SP: 'Government is frittering away progress on waste policy’

17 January 2012

SP: 'Government is frittering away progress on waste policy’

Environment and Infrastructure Secretary Joop Atsma is putting the economic interests of waste incineration firms before the need for a clean and healthy environment. That was the conclusion drawn by SP Member of Parliament Paulus Jansen following Tuesday afternoon’s parliamentary question time, during which the Secretary of State showed his unwillingness to impose enhanced surveillance on the import of waste from Italy or to close incineration plants in the face of overcapacity. ‘This destructive environmental policy is typical of the line set by Atsma over the last year. Just as in other areas, when it comes to processing of waste we are descending to a worryingly low level.’

Paulus JansenThe Netherlands has a huge excess of waste incineration capacity. There is capacity for 7.5 million tonnes, whereas ‘only’ 6 million tonnes of combustible waste per year is discarded. The last government remained ambitious in relation to the environment and wanted to reduce the quantity incinerated to 4.5 million tonnes. This could be achieved by, amongst other things, more intelligent and economical packaging and increased recycling and reuse. “Atsma has nothing to say about this,” says Jansen. “While the entire world is talking about the need for sustainable economics and the development of closed raw material cycles, Atsma carries on sending precious raw materials to the incinerators.”

Overcapacity of incineration plants means that prices fall and much better alternatives are pushed to one side. “So it’s totally stupid that a new incinerator was opened by waste processing firm OMRIN just last year. It would have been better to have closed filthy and outmoded plant.”

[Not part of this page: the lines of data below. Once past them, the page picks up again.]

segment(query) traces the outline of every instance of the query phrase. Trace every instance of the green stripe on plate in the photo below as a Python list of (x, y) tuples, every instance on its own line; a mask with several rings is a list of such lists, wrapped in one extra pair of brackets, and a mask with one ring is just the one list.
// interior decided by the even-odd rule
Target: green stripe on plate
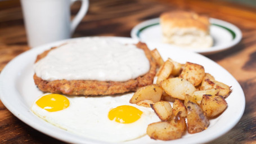
[[(137, 36), (138, 37), (140, 38), (140, 33), (141, 33), (141, 32), (142, 32), (143, 30), (144, 30), (145, 29), (149, 28), (149, 27), (151, 27), (152, 26), (154, 26), (154, 25), (159, 25), (160, 23), (159, 22), (158, 22), (158, 23), (155, 23), (155, 24), (151, 24), (151, 25), (147, 25), (147, 26), (145, 26), (143, 28), (142, 28), (141, 29), (139, 29), (138, 32), (137, 32)], [(227, 28), (227, 27), (225, 27), (224, 26), (222, 26), (222, 25), (218, 25), (218, 24), (211, 24), (212, 25), (215, 25), (215, 26), (219, 26), (219, 27), (221, 27), (223, 29), (224, 29), (226, 30), (227, 30), (227, 31), (228, 31), (228, 32), (230, 32), (231, 35), (232, 35), (232, 37), (233, 38), (233, 39), (234, 39), (235, 38), (236, 38), (236, 33), (233, 31), (231, 29)]]
[(138, 32), (137, 32), (137, 36), (140, 38), (140, 33), (141, 33), (141, 32), (142, 32), (143, 30), (145, 30), (145, 29), (146, 29), (149, 27), (154, 26), (156, 25), (159, 25), (159, 24), (160, 24), (160, 23), (158, 22), (158, 23), (155, 23), (155, 24), (152, 24), (151, 25), (147, 25), (147, 26), (145, 26), (144, 27), (142, 28), (141, 29), (138, 30)]
[(229, 29), (227, 27), (225, 27), (224, 26), (216, 24), (211, 24), (211, 25), (219, 26), (219, 27), (221, 27), (222, 28), (223, 28), (223, 29), (227, 30), (227, 31), (228, 31), (228, 32), (230, 32), (231, 34), (232, 37), (233, 37), (233, 39), (234, 39), (236, 38), (236, 33), (233, 30), (231, 30), (230, 29)]

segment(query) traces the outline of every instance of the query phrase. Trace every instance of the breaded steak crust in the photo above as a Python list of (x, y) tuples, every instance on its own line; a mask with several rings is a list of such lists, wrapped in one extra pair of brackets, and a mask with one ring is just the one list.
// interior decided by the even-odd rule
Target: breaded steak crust
[[(34, 75), (34, 80), (38, 88), (43, 92), (63, 93), (70, 95), (107, 95), (136, 91), (138, 88), (151, 84), (156, 73), (156, 63), (151, 56), (150, 51), (145, 43), (139, 42), (136, 46), (143, 50), (150, 64), (149, 72), (134, 79), (126, 82), (104, 82), (97, 80), (57, 80), (47, 81)], [(52, 48), (39, 55), (35, 61), (44, 57)]]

Europol again warned last year that the international trade in waste was one of the sectors most infiltrated by criminals. Italy is among the few countries which does not cooperate in the international inspection of waste exports. “In order to make effective control possible waste should be processed as close as possible to source,” says Jansen. “As far as the SP is concerned, we should therefore not issue any further permits for the import of combustible waste, and certainly not if it comes from Italy.”